Our thoughts and prayers are with the family and friends of Nick Cannon and Alyssa Scott, who are mourning the loss of their son, Zen Scott Cannon.
On Tuesday’s episode of The Nick Cannon Show, Cannon dedicated a segment of his show to his youngest son, Zen, before sharing that he passed away of brain cancer at five months old. During the emotional moment, Cannon tearfully explained that he first noticed slight breathing issues in his son about two months after he was born in June of this year. He then quipped that he’d noticed his son’s head shape and initially chalked it up to resembling his own “cannon-head,” but wanted to get both things checked out by his son’s doctor.
It was then that he and mom Alyssa Scott learned baby Zen had excess fluid in his brain as well as a tumor and would have to undergo immediate surgery to get a shunt installed. Things seemed to be progressing smoothly up until the latter end of November, when things took a sad turn.
“Thanksgiving we had an interesting turn,” Cannon explained, while trying to fight back tears. “The process sped up and ultimately—if anybody knows how cancer is, it was cancer in the brain and the tumor began to grow a lot faster. And so, this weekend I made a valiant effort to spend the most quality time I could spend with Zen. So we woke up on Sunday—I got to spend the weekend with him and I woke up on Sunday and I was like ‘I feel like I need to go to the water.’ Close to the ocean, so we got the chance to go to the ocean. Usually on Sundays, I try to handle everything I need to handle with the family and then I fly back to New York, I rush back so I can be here for you all. But I wanted to make sure that I allowed the sun to rise and hold my son.”
He tearfully continued:
“Holding my son for the last time. It was a beautiful setting. To even spend that whole day was interesting because even as I was holding him, I was still preparing my day as it normally went. To come back [and] to come here, you know, I didn’t know what it was gonna be. But even by the time I got into the car and was headed to the airport, I had to turn around. I turned around and not only did we get to see the sun rise but we got to see the sun set, too. I didn’t know how I was going to handle today. I didn’t know how, I just wanted to grieve with my family and people who love you. I didn’t wanna make it into any pageantry or any of that type of stuff so I kind of went back and forth on what I should do. But I felt like I was always talking about ‘you don’t go through it, you grow through it.’ You keep pushing.”

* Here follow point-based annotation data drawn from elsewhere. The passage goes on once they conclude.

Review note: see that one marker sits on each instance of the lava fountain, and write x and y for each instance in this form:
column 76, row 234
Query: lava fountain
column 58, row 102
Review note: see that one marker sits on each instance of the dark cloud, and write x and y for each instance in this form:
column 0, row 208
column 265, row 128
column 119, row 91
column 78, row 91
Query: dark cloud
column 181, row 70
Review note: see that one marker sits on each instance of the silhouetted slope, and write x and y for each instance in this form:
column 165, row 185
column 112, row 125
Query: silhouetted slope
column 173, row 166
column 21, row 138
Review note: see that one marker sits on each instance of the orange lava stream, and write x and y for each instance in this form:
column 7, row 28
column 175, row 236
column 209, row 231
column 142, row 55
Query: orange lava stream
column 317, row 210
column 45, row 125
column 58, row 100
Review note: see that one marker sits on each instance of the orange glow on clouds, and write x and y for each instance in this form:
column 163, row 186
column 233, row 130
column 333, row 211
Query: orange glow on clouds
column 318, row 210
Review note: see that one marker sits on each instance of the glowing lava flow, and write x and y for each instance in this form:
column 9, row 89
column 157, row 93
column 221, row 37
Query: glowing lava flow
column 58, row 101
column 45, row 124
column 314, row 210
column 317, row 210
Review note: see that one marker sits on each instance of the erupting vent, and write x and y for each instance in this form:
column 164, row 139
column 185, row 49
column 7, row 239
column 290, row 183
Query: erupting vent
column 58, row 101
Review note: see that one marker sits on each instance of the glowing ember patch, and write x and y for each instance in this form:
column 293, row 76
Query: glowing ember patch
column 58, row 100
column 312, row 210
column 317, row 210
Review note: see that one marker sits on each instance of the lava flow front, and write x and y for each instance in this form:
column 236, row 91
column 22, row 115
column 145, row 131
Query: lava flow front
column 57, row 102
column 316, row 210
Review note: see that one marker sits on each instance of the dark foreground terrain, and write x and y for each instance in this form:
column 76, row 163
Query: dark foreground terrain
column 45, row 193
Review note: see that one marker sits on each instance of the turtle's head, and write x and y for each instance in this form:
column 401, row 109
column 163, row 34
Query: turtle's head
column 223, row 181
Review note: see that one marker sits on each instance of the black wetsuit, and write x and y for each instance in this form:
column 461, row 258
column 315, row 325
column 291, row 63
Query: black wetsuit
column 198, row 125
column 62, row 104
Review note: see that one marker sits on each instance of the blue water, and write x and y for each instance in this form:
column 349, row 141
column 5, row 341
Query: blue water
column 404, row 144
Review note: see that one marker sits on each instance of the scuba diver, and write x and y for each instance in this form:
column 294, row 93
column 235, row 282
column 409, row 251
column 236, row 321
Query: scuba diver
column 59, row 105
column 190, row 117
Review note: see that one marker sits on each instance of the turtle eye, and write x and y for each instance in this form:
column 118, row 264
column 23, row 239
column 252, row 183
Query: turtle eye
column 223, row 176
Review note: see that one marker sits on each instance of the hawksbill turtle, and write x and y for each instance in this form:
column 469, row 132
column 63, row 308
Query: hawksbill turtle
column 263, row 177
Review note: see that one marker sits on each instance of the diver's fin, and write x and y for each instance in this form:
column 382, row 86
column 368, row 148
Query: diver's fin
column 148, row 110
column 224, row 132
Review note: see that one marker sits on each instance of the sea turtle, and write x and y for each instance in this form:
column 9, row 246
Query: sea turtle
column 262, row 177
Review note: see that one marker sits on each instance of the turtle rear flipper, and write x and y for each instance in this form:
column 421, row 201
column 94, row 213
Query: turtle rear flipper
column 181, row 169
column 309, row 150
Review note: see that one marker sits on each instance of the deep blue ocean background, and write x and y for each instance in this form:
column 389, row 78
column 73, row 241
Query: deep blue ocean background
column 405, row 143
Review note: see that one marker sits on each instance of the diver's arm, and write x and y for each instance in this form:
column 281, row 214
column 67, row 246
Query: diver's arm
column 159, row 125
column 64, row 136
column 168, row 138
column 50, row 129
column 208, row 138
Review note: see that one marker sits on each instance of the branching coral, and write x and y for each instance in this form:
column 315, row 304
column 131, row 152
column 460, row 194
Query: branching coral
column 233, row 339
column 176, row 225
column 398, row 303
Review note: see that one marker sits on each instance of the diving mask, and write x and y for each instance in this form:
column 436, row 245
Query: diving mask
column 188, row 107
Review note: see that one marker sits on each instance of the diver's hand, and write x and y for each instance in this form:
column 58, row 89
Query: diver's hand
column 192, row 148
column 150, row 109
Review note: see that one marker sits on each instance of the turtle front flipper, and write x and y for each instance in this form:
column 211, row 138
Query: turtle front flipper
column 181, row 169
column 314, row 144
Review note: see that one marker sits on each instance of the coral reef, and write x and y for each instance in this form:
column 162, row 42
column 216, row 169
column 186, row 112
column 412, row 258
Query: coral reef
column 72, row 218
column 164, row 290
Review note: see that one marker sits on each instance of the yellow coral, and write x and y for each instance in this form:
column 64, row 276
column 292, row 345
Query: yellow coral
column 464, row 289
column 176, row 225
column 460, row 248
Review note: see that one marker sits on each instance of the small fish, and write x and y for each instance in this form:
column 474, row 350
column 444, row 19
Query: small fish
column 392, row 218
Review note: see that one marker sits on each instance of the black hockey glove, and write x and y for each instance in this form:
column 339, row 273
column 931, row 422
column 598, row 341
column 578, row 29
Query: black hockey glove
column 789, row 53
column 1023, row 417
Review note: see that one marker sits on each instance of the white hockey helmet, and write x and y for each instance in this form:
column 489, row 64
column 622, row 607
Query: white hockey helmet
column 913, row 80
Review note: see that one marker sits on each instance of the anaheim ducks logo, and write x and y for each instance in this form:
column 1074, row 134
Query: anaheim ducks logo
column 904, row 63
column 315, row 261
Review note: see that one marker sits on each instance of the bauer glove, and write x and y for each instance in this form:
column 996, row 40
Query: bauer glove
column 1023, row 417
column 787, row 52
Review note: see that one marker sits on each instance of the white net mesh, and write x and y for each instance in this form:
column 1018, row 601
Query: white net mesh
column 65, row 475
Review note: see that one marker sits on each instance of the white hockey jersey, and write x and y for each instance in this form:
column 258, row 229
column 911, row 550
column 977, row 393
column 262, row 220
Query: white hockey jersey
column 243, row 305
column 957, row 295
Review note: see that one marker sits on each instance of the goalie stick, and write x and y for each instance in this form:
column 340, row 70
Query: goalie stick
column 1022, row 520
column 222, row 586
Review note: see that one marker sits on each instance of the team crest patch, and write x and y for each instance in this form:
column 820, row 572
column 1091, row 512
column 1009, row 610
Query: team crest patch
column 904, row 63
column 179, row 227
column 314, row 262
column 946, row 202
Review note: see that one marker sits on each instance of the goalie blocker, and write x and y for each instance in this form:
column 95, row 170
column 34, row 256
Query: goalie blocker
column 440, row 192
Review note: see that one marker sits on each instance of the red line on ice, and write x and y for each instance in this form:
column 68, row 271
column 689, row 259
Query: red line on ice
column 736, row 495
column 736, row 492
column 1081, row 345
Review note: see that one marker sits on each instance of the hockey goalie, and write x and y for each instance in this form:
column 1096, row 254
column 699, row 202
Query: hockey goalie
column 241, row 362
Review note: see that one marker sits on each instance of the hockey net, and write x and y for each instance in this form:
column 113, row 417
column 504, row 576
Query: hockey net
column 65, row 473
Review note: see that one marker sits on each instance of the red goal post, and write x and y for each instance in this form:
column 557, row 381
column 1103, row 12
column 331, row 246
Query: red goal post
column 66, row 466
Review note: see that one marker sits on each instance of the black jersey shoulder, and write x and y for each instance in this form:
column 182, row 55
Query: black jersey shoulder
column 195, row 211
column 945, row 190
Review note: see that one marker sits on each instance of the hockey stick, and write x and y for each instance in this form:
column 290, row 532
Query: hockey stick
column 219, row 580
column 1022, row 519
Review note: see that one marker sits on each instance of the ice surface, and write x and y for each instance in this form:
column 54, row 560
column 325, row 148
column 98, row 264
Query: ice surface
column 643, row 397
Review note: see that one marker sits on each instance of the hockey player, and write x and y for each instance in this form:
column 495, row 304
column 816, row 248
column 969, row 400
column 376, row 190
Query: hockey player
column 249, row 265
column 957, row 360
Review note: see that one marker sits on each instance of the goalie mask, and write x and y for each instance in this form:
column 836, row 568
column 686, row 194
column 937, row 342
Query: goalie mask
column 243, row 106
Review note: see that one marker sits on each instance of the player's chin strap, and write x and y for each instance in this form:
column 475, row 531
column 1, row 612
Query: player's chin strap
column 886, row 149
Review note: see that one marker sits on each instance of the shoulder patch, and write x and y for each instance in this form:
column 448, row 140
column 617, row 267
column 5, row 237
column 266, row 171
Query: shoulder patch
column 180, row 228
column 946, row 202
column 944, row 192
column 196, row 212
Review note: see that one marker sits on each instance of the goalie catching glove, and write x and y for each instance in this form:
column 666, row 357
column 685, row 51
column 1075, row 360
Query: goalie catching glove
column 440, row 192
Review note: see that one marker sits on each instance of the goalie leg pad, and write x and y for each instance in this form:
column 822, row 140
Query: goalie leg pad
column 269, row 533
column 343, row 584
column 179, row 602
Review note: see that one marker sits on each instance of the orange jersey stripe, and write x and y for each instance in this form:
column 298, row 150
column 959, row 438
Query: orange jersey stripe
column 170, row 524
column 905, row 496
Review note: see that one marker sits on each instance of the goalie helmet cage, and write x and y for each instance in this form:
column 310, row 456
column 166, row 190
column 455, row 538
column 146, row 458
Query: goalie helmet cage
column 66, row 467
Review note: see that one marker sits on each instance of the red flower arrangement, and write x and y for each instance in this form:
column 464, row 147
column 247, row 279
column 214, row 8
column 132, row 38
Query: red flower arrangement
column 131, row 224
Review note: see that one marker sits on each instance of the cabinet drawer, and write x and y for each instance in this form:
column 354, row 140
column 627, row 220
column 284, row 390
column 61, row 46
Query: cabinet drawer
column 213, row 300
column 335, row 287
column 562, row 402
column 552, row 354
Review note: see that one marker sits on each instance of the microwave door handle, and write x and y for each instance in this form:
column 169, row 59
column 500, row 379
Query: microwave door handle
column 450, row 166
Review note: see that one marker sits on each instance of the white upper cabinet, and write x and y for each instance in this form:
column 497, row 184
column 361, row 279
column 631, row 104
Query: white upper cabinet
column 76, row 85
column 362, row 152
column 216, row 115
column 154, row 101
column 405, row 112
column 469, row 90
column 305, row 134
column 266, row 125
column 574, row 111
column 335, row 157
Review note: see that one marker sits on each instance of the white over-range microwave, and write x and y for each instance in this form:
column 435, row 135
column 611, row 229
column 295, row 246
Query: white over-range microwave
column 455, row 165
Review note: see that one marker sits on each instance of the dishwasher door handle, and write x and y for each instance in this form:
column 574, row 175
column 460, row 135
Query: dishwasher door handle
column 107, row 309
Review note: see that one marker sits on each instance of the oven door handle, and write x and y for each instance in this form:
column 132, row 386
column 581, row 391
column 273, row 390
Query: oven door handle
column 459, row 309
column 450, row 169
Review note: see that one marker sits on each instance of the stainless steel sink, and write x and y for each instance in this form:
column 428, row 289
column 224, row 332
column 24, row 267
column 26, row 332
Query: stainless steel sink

He concluded: “I have so much faith in the Lord, I have so much faith in God. People were often telling me I should pray for miracles and I did pray for the miracle. I prayed for the miracle of God’s strength and that’s why I’m here with you guys today. I know He puts the most and the heaviest weight on the shoulders of His strongest shoulders so I’m here to show that I can fight through this. I’m feeling it, I’m vulnerable, I’m open. But I’mma make it through. This is a special show dedicated to my beautiful son, Zen.”
We will continue to send our love, prayers and condolences to Nick, Alyssa Scott and all those who knew and loved baby Zen.